Exhibit probes post-Soviet life

Sasha Rudensky’s photography focuses on post-communist Russia and Eastern Europe. Photo courtesy of sasharudensky.com
Sasha Rudensky’s photography focuses on post-communist Russia and Eastern Europe. Photo courtesy of sasharudensky.com

Last week, the anthropology and sociology departments hosted Wesleyan Professor of Photography Sasha Rudensky. According to the departments’ press release, Rudensky’s art “focuses on post-communist Eastern Europe … [and] the loss and recasting of national character that has defined the region’s history for the last 20 years.”

History and place are central to Rudensky, who was born in 1979 in Moscow and lived there for 10 years before moving to America. Her memories of Moscow are Soviet-era memories, a Gorbachev-influenced Soviet era perhaps, but a Soviet era none the less. It is fitting, then, that Rudensky documents the upheaval and confusion of national identity, especially as she casts herself in a role of duality – of two radically different nations. She has been incredibly successful in her depiction of the new Russia and the post-Soviet East. Indeed, Olga Schvenko, the professor of sociology who introduced Rudensky at the talk, placed her in the “top 10” of photographers who are “changing the way we see Russia.”
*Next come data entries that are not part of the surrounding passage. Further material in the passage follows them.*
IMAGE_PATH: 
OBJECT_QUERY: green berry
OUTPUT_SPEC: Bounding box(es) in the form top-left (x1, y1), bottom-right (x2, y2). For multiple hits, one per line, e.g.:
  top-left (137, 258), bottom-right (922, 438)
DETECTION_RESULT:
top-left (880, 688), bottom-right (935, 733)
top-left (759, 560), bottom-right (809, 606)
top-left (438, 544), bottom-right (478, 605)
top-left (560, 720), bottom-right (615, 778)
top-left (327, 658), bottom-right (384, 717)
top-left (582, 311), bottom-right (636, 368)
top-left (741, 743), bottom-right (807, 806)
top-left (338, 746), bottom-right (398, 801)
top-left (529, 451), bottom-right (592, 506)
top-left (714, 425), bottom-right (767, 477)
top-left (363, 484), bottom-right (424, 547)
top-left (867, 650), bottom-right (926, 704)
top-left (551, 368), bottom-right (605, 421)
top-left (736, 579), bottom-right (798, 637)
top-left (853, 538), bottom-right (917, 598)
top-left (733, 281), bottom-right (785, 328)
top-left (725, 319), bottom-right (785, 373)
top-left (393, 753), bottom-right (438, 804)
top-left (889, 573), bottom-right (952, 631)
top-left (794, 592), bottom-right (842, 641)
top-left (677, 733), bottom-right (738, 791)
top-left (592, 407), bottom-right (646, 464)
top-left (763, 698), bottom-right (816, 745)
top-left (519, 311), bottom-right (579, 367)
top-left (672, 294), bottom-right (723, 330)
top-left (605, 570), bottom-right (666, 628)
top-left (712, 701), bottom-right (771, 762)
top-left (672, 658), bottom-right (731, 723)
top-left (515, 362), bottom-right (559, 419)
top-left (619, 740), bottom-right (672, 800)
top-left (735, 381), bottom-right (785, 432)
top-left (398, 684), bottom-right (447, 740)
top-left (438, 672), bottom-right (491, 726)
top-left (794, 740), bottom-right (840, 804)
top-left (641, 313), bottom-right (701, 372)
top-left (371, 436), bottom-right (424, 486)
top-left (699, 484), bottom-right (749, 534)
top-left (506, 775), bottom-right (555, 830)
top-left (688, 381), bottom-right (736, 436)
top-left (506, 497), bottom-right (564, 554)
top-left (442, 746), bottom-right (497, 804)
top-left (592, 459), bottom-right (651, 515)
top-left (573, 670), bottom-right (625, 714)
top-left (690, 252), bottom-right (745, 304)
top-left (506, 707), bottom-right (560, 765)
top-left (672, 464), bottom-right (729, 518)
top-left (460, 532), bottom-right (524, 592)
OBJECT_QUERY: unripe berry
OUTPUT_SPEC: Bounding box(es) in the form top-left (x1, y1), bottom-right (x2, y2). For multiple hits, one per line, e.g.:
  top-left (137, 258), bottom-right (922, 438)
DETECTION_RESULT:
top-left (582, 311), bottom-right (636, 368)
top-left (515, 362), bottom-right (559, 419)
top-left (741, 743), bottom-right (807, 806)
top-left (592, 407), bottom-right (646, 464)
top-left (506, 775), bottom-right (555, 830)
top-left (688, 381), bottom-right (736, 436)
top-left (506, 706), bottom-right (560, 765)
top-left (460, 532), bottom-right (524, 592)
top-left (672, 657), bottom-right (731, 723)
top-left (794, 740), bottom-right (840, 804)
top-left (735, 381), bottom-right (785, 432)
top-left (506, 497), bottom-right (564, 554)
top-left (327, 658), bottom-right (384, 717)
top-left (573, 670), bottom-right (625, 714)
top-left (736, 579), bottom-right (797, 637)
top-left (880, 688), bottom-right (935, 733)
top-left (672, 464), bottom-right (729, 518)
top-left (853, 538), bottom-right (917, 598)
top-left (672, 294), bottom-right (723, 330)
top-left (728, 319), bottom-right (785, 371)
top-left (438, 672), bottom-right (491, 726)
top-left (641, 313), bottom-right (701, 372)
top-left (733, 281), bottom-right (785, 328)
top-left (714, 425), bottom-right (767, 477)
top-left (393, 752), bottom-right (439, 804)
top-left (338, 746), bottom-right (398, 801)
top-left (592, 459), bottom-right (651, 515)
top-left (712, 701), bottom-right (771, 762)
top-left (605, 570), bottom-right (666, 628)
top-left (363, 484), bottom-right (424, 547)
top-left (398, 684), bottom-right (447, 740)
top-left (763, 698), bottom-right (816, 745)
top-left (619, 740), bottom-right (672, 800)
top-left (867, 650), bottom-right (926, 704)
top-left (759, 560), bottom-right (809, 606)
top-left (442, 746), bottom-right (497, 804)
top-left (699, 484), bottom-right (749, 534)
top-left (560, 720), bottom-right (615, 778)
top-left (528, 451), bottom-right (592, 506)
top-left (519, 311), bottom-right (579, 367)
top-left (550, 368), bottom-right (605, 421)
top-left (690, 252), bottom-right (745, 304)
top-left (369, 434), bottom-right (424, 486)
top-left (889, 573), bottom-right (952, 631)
For me, her works’ message was difficult to decipher – this may have been the point of the exhibit, which Rudensky says focuses on the question of “what does it mean to be Russian … the authentic Russian self,” something that has been cast into doubt during this period of political turmoil. I can accept that this ambiguity was a purposeful choice on the part of the artist. I find it frustrating, however, that Rudensky argues that in Russia “material things have replaced ideology” and then supports her argument by documenting a very narrow portion of Russian life – her images are of hyper-sexualized, incredibly powerful men or of almost always nude, sexually objectified women. Where are the other people? Where is the rest of Russia? Rudensky plays this narrative of material obsession, opulence and corruption with these two characters over and over again, interspersed with empty, desolate spaces. She claims to be offering a perspective on Russia that the Western world usually does not have access to, but I fail to see how this narrative differs from the one playing on our television screens. This summer, for example, Ukraine installed a new government that Russia refused to recognize. There were violent protests, an occupation by Russian forces and an ongoing struggle over the Crimean peninsula. The tragedies inherent to any conflict should be documented – and a battle over democracy and governance provides an excellent opportunity to photograph a broad spectrum of humanity and the space affected by a community, an opportunity that Rudensky avoided. Rudensky responds that she is not a “frontline photographer” but hopes that she injected some “observations about the current situation” in more subtle ways.

It seems that there must be a more complex story to tell and more characters to portray – for example, the stories of the persecuted LGBTQ youth in Russia; certainly their story is one of identity and “new post-soviet Russia.” The people that Rudensky photographs seem flat, one dimensional and stereotyped. She even chooses to cast them in that light. Pointing out one woman wearing a robe in a disheveled bedroom, she explains that although the subject is an old elementary school friend, she chose to photograph her in an ambiguous way to allow for more mysterious narratives – she could be a “sex worker” or a “spy.”

More interesting to me is Rudensky’s earlier, undergraduate collection. Titled “Bathhouse,” the photographs are black and white, instead of color, and they have a grainier, natural feel, as compared to the more recent polished, plastic color photographs. Rudensky took photos of women “who were not wealthy” in a traditional Russian bathhouse. Management discouraged documentation of the patrons, so Rudensky was forced to sneak in a small camera under her bathrobe and photograph her subjects quickly. As a result the photographs have a striking dynamism, a sense of a moment happening in real time, a sense of life that is lost in her more recent photography. The subjects are unaware of the camera, the moments in the bathhouse are incredibly intimate and naked and we, the viewers, are privileged enough to be actually watching life unfold in a very genuine way.

In her most recent work, Rudensky has become obsessed with the idea of “the camera being present” in photography – she cites the film Man with a Movie Camera as her chief inspiration and expresses a fascination with how people act when they are actively being photographed by a “participatory” photographer. Rudensky points out that she does not “ever claim to be a truth teller … art is a subjective experience.” My review is probably a reflection of that “subjective experience,” but it seems to me that in her early photographs, Rudensky documented life and people in a potent combinatorial style of tenderness and exhilaration – danger, the fear of being caught, voyeurism, framed photographs that contained a genuine affection for their subjects. Personally, I think Rudensky came very close to that “truth telling” in her early work, and it is that kind of photography of which I would like to see more.